O EP traz faixas que conectam diversas periferias, juventudes e o tema da crise climática através da linguagem mais popular do Brasil.
Escola do Campo de Arte e Cultura
A Escola do Campo de Arte e Cultura, que também é um Ponto de Cultura, está localizada no município de Bom Jardim, no interior do estado do Rio de Janeiro, na comunidade rural de Santo Antônio. A organização está presente na COP30, participando da atividade Cultura Viva e Juventudes no Enfrentamento Climático. Nesse espaço, serão exibidos alguns vídeos produzidos por esses jovens comunicadores, e haverá um debate sobre a importância do Protocolo da Cultura Viva como instrumento para fortalecer o papel das organizações culturais comunitárias como políticas públicas de resposta, mitigação e reconstrução diante dos desafios climáticos.

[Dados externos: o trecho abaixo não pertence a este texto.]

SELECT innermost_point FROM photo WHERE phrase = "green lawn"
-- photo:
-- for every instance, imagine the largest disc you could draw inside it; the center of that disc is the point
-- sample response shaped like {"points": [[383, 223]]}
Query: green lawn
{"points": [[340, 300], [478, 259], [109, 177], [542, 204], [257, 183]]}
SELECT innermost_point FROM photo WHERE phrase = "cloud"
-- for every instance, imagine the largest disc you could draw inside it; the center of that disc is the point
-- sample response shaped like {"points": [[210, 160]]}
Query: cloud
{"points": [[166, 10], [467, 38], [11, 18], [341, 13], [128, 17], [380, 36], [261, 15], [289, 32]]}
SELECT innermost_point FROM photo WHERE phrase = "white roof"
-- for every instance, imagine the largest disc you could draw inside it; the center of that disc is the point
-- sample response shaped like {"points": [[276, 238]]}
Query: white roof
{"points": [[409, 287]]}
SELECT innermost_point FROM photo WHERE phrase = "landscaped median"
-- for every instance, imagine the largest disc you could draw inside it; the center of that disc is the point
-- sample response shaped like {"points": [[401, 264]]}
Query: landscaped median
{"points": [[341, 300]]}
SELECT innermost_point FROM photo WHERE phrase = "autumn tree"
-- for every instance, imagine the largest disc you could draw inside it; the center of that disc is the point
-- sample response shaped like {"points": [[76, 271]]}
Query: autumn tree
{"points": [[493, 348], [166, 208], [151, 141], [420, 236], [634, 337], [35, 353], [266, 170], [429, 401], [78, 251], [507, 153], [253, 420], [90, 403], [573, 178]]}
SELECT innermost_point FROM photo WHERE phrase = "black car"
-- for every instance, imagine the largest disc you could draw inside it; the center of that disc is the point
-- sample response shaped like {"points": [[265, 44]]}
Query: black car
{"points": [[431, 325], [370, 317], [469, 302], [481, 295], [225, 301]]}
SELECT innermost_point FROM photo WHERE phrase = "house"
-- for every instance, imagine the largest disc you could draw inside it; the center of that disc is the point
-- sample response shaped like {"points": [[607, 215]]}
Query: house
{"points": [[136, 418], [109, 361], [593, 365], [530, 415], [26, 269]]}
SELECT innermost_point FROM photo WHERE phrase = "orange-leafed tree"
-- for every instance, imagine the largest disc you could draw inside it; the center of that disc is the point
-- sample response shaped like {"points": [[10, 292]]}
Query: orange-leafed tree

A entidade realizou oficina virtual de fotografia, ofertada de forma online para jovens Agentes de Cultura Viva, vinculados ao Pontão de Cultura Territórios Rurais e Cultura Alimentar. Esses jovens pertencem a diferentes comunidades do campo, das águas e das florestas, e participaram da atividade com o objetivo de desenvolver técnicas de fotografia aplicadas a temas relacionados à defesa do clima, à proteção dos povos e biomas, e à valorização das realidades territoriais onde vivem. 
Durante a oficina, os participantes aprenderam noções fundamentais de composição, luz, enquadramento e narrativa visual, utilizando a fotografia como ferramenta para registrar seus cotidianos, seus territórios e as questões socioambientais que os atravessam. Apesar de ser uma oficina específica de fotografia, ela também funcionou como formação complementar às outras oficinas já realizadas, como roteiro, edição e produção audiovisual. Isso porque a fotografia é um elemento essencial para quem está aprendendo a produzir vídeos e criar conteúdos audiovisuais com maior qualidade e consciência estética.
Toda essa produção está disponível para o público no canal do Youtube Territórios Rurais e Cultura Alimentar TV.
Escolas Livres
Selecionadas em 2023 pelo MinC, via edital de seleção pública, as Escolas Livres de Arte e Cultura são instituições da sociedade civil que atuam no desenvolvimento de tecnologias socioculturais e educativas, gerando impactos sociais que promovem a cidadania em abordagens colaborativas. As entidades participantes da rede nacional atuam em diversas linguagens e territórios, desenvolvendo ações coletivas a partir do fomento de políticas públicas.